Turn off the power to the switch at the breaker box. If you cannot identify which breaker controls the switch, turn off the main power switch.
Identify the wires. The hot wire will be cut with two stripped wire ends ready for connection. The hot wire usually has black insulation, but may be another color. No matter what the color, the two hot wire connectors will have the same insulation color. The ground wire is either insulated with a differing color, or not insulated at all.
Locate the connector screws on the switch. On one side of the switch there will be two connection screws for the hot wire. The other side of the switch has a single connection screw for the ground wire.
Connect the wires. Curl the bare ends around the posts of the connection screws in a clockwise direction. Tighten the screws firmly, with a slotted screwdriver, causing the curls in the wires to close together.
Set the switch in the wall and screw in the holder screws with a Phillips screwdriver. Leave the switch plate off until checking the job.
Restore power with the switch turned off. Turn the switch to the on position and make sure it controls the intended electrical device.

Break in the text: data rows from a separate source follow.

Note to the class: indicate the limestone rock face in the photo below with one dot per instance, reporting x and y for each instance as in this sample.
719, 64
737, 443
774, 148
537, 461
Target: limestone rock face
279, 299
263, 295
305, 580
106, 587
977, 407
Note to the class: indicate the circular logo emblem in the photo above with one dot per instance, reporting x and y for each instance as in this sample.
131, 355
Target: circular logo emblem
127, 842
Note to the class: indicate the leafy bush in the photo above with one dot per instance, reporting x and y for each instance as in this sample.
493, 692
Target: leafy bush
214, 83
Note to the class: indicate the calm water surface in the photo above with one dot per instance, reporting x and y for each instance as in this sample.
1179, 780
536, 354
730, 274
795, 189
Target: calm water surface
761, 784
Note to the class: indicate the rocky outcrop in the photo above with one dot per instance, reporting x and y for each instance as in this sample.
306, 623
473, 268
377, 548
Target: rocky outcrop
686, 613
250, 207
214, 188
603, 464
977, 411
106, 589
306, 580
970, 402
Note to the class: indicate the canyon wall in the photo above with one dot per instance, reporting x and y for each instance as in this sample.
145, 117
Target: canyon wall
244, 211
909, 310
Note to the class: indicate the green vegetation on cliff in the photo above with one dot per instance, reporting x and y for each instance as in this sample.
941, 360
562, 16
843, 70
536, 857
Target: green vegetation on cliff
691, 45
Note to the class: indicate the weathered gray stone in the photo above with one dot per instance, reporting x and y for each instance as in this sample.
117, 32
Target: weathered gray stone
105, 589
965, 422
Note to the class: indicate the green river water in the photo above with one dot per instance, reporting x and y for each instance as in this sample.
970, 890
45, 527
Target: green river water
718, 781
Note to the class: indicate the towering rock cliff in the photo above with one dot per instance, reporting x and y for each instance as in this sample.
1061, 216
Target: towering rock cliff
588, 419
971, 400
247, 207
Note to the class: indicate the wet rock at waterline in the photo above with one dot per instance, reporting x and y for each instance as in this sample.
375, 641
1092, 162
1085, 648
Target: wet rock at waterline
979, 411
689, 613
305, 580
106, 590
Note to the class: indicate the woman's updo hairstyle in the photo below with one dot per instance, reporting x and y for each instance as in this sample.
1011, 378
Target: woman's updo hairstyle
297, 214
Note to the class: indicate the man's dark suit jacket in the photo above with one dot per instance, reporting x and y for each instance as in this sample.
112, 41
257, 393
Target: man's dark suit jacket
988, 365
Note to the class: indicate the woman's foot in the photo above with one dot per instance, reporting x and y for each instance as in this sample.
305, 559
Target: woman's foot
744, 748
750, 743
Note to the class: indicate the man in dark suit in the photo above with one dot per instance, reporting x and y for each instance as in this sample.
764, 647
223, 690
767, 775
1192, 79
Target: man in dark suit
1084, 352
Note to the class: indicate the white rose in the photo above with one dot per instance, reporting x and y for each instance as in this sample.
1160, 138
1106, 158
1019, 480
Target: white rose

Replace the switch plate cover. If the switch is working properly, fasten the two screws on the switch plate with a slotted screwdriver.
Things You Will Need
- Phillips screwdriver
- Slotted screwdriver
- Never work around live wires. Electrical current poses a risk of serious electrical shock or electrocution. Don't guess at wiring. If a switch has a wire configuration you don't understand, call an electrician to do the job. Improper wiring can cause a house fire.